Esta problemática no es aislada. En la alcaldía Benito Juárez, los parques De los Venados y Arboledas, conocido como “Las Pilas”, enfrentan una insuficiencia en su sistema de bombeo y una sedimentación acumulada que compromete la calidad de sus espejos de agua. De igual forma, en el Parque Hundido, las fallas constantes en la recirculación y la escasez de agua tratada han reducido la oxigenación de sus fuentes, limitando su capacidad para sostener la fauna silvestre.

El deterioro se extiende a otras demarcaciones. En el Parque La Bombilla, en Álvaro Obregón, la falta de mantenimiento en sus fuentes y espejos de agua ha generado focos de acumulación de desechos, afectando el entorno natural.

En el Parque México, de la alcaldía Cuauhtémoc, han ocurrido matanzas de patos por perros sueltos que los atacan. y las aguas se mantienen anegadas, sucias.

Asimismo, en el Bosque de Tlalpan, el sistema de captación y saneamiento de sus puntos de agua ha presentado fallas operativas recurrentes, lo que agrava la escasez durante la temporada de sequía. Estos casos confirman un patrón: la infraestructura hídrica de la capital carece de programas de mantenimiento sistemático.

La crisis hídrica que afecta a la cuenca del Valle de México ha exacerbado esta degradación. La falta de suministro de agua tratada —recurso esencial para el riego y el saneamiento— ha dejado a los lagos urbanos expuestos a la evaporación y al estancamiento de contaminantes.

El diagnóstico de los colectivos ciudadanos es claro: mientras los recursos y la atención política se priorizan para la promoción de eventos masivos, los ecosistemas locales son gestionados bajo esquemas de omisión institucional.

La situación trasciende la mera estética urbana. La transformación de los lagos en focos de insalubridad representa un riesgo sanitario para los vecinos y una sentencia de muerte para la flora y fauna endémica. La desatención operativa y la falta de transparencia en la ejecución del presupuesto destinado a parques reflejan una desconexión preocupante entre las autoridades y las necesidades básicas de habitabilidad. Los parques, concebidos originalmente como refugios de biodiversidad y centros de recreación, requieren hoy más que nunca una intervención técnica urgente que no puede seguir supeditada a las agendas mediáticas o al calendario de eventos internacionales, so pena de perder irreversiblemente el patrimonio ecológico que aún sobrevive en la metrópoli.

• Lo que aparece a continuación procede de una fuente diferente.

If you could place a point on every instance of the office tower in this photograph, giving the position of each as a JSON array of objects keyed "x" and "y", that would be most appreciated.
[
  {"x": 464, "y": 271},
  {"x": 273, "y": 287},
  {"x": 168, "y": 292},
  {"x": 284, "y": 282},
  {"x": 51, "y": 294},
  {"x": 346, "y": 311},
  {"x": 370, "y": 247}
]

Especialistas en ecología urbana sostienen que la preservación de la biodiversidad en estos espacios requiere una estrategia técnica ineludible: suministro garantizado de agua tratada, control de calidad del agua y mantenimiento permanente.

La distinción entre la invitación de un personaje de ficción a Palacio Nacional y el estado de abandono de los parques de la ciudad subraya la fragilidad de un discurso oficial que privilegia la espectacularidad mediática sobre la gestión pública responsable. Sin una rectificación inmediata en el manejo de los recursos, los lagos de nuestros parques continuarán su camino hacia la desaparición, dejando al descubierto las prioridades de quienes administran el espacio público en la Ciudad de México.